Le ton et les manières du chevalier, sans impertinence, étaient néanmoins plutôt cavalières, et à ceux qui pourraient s’étonner de ce changement dans l’attitude de cet homme qui, l’instant d’avant, témoignait du respect à cette inconnue pour laquelle il s’était mis insouciamment un duel sur les bras, nous rappellerons qu’à cette époque le domestique était un être inférieur qui ne comptait pas pour un homme de qualité.

Pourtant, cette nuance à peine perceptible n’échappa pas à la fausse soubrette qui répondit sur un ton de reproche:

– Ah! chevalier, vous me méprisez sans doute à cause de… ce que vous avez vu tout à l’heure!…

– Et où prenez-vous cela, ma belle enfant?

– À vos manières, chevalier, qui ne sont pas les mêmes que tout à l’heure.

– C’est que, répondit franchement le chevalier, tout à l’heure vous étiez une femme qu’un malappris outrageait et, vous venant en aide, vous aviez droit, naturellement, à mon respect. Tandis que maintenant…

– Maintenant je redeviens ce que je suis, une humble servante, et je n’ai plus droit qu’à la banale politesse qu’un homme de votre rang accorde à une personne de ma condition… C’est bien cela, n’est-ce pas, chevalier?

– Mais… j’avoue que oui, fit le chevalier assez étonné des exigences de cette personne qu’il venait de surprendre dans une posture qui ne lui permettait pas d’avoir une haute opinion de sa vertu, et qui, de plus, remarqua alors, pour la première fois, que cette étrange soubrette négligeait de faire précéder son titre de chevalier du mot «monsieur», tout comme s’il eût été son égal.

– Les apparences sont souvent trompeuses, reprit l’inconnue.

– En ce cas, si vous n’êtes pas ce que vous paraissez être, et si vous tenez, de ma part, aux égards qui sont dus à un rang supérieur à celui que vous affichez, dites-le franchement.

– Eh bien! oui, je ne suis pas ce que je parais être. Mais…

– Madame, fit vivement le chevalier qui tout aussitôt se leva, il suffit… Je ne vous demande pas de trahir l’incognito qu’il vous a plu de garder.

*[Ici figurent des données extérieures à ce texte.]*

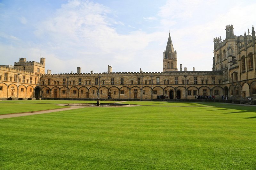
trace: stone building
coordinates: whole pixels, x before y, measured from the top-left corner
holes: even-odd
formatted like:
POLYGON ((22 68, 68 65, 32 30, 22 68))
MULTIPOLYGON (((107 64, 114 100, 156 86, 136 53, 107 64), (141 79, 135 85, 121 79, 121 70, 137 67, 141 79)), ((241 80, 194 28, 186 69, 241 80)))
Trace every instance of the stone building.
POLYGON ((226 38, 214 38, 212 71, 182 70, 169 34, 163 59, 163 71, 45 74, 45 59, 40 62, 20 58, 14 66, 0 66, 0 98, 195 99, 197 95, 222 95, 241 99, 256 96, 255 32, 234 35, 226 26, 226 38))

Vous agirez à ce sujet comme bon vous semblera… Toutefois, je tiens à vous dire que vous pourrez vous confier en toute assurance à ma loyauté et à ma discrétion.

– Je le sais, aussi n’hésiterai-je pas à me faire connaître… quand le moment sera venu.

Le chevalier se contenta de s’incliner, attendant patiemment qu’il plût à l’inconnue de s’expliquer.

– Ce qui me paralyse maintenant, reprit la soubrette comme se parlant à elle-même, c’est l’humiliante posture dans laquelle ce misérable officier m’a placée.

Ceci était dit avec un accent douloureux si sincère que le chevalier, ému malgré lui, s’écria:

– Parlez sans contrainte, madame! je vous jure que j’ai oublié pour toujours le délicat incident auquel vous faites allusion… je ne vous ai jamais vue… je ne vous connais que depuis que vous m’avez fait l’honneur de pénétrer ici.

– Merci, chevalier… Vous êtes brave, loyal et… bon… tel que je vous concevais… Pourtant, quelle que soit ma honte, il faut bien que je vous dise que c’est pour vous que j’ai été exposée à cet outrage.

– Pour moi? s’exclama le chevalier.

– Eh! oui… pour vous!… Il fallait que je vous visse, il le fallait coûte que coûte, et ce misérable en a abusé pour m’imposer… Oh! mais celui-là, je le retrouverai, et alors, malheur à lui!…

Ces dernières paroles étaient dites avec un accent de haine farouche si terrible que d’Assas frissonna.

Cependant un tel aveu fait avec cette impudeur cynique – ou inconsciente – le plongeait dans un état de malaise irritant, en même temps que, sans le vouloir, sans même s’en rendre compte, son visage prenait une expression de froideur caractérisée.